Every Day a Fear
Seven days after I broke a man’s tractor, I mounted it to finish the job I told myself another would complete.
Strange how a moment might trigger at random a memory from the past. On a crisp September morning, I was sixteen again. Sixteen with a few months of driving experience behind me. Sixteen feeling like a pretty big deal. Sixteen not expecting a rock pile beside Ralph Anderson’s potato field. Sixteen and afraid to drive home with the pickup’s back fender crumpled. Sixteen and determined never to drive again.
I handed Dad the keys, gave voice to my resolution and braced myself for the lecture that never came. Instead, he handed the keys back to me, pointed to the vehicle and told me we were going for ride to I don’t remember where.
Seven days after I broke a man’s tractor, I arm wrestled that fear again and finished the job without my dad beside me.
I envy people with Texas size faith. Truth is, most days I lack even the mustard seed variety.
I’m afraid of failure. Afraid of not measuring up. Afraid of rejection. Afraid of appearing foolish. Afraid of not having enough money. Afraid of being irrelevant or unnecessary. Afraid of growing old. Afraid of a pain that won’t go away. Afraid that when I die, I won’t be missed. And on my really bad days, afraid the things I believe about God aren’t true.
“Therefore, since we are surrounded by such a great cloud of witnesses,” the unnamed author of Hebrews wrote, “let us throw off everything that hinders and the sin that so easily entangles and run with perseverance the race marked out for us.”1
The sin that easily entangles. Our “parasitic sins,” according to the enlivened language of The Message.

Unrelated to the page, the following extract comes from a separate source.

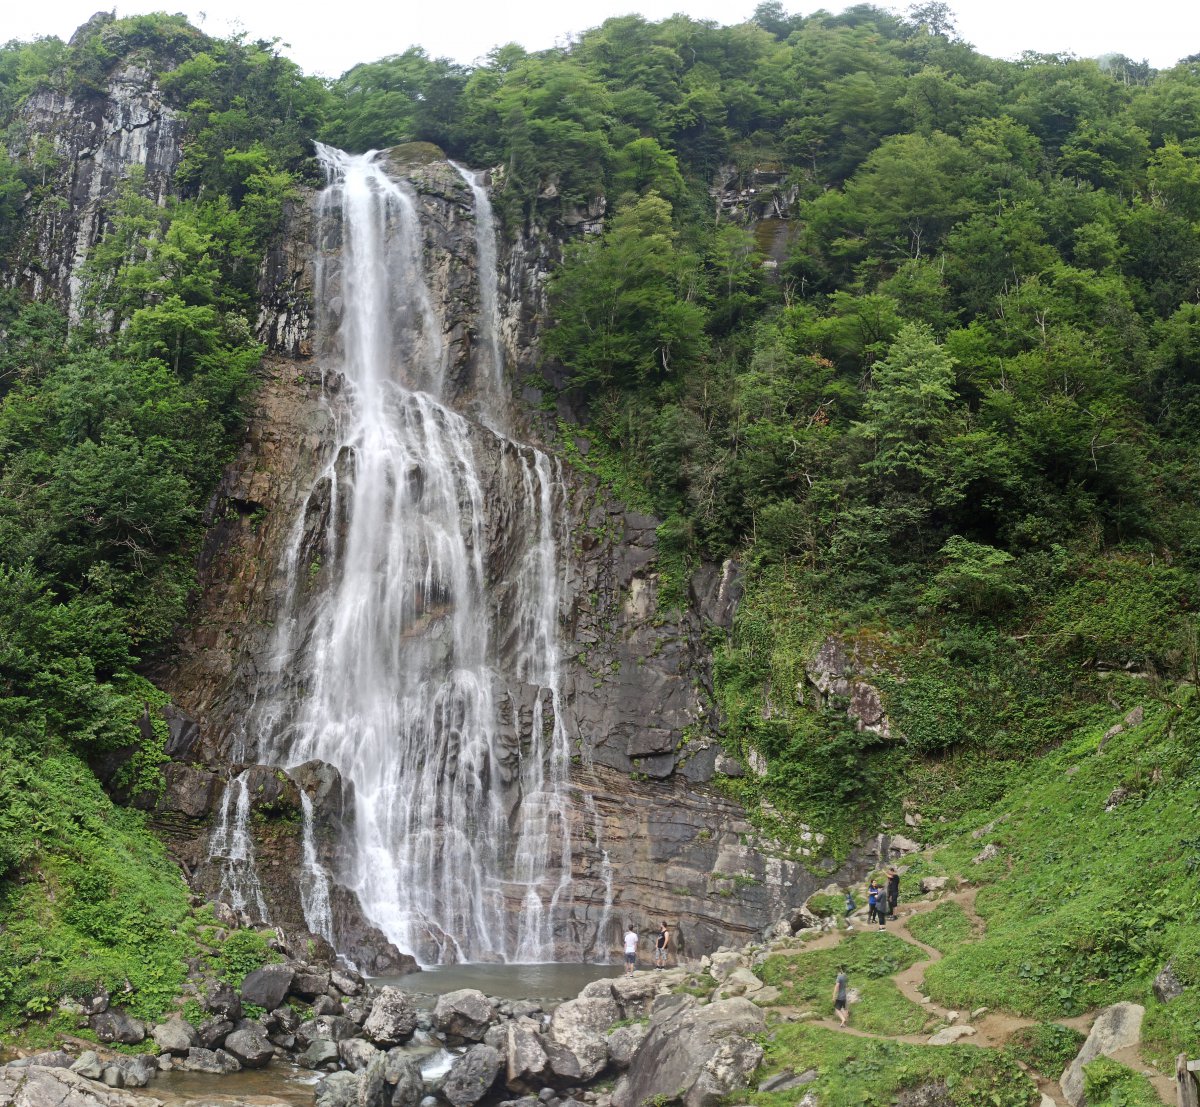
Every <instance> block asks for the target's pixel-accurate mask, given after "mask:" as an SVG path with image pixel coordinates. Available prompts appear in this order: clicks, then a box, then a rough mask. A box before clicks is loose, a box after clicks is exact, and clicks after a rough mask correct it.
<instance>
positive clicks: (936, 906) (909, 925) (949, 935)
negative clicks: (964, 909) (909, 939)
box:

Fear isn’t sin, but it’s the soup in which my goose is most often cooked. Refuse to mount the tractor and engage the PTO and the fear would have tripped me. Drive my body as if it was 25 and my fear will do me in before my time. Foster a spirit of dependency so that I will live on in the minds of those I love and my fear erects an idol certain to inflate my sense of self-Importance.
Like me, David, Israel’s shepherd-sovereign experienced a sense of dread. After Samuel anointed him Israel’s monarch-in-waiting, he spent a good bit of time running from Saul, the current ruler. Sometimes a close encounter terrified him, but never more than when he found himself in the company of Achish, King of Gath. To escape, he pretended to be insane, “acting like a madman, making marks on the door of the gate and letting saliva run down his beard.”2
When reflecting on the experience, he wrote, “I bless GOD every chance I get; my lungs expand with his praise. I live and breathe GOD; if things aren’t going well, hear this and be happy: Join me in spreading the news; together let’s get the word out. GOD met me more than halfway; he freed me from my anxious fears. Look at him; give him your warmest smile. Never hide your feelings from him. When I was desperate, I called out, and GOD got me out of a tight spot. GOD’S angel sets up a circle of protection around us while we pray.”3
I don’t know if I will ever experience the resolute trust I covet. I don’t know if my anxious fears will ever disappear like ground fog in the warmth of the morning sun. I don’t know if facing tomorrow’s foreboding will ever be easier because I’ve kept a record of the tight spots God has delivered me from. I can hope.
For now, the best I can do — believe that when I pray God’s angel will set a circle of protection around me. And while I’m at it, quit hiding these feelings of angst from the God who saves me.
“So with today’s fear surmounted, Lord, bring on tomorrow — but no need to hurry.”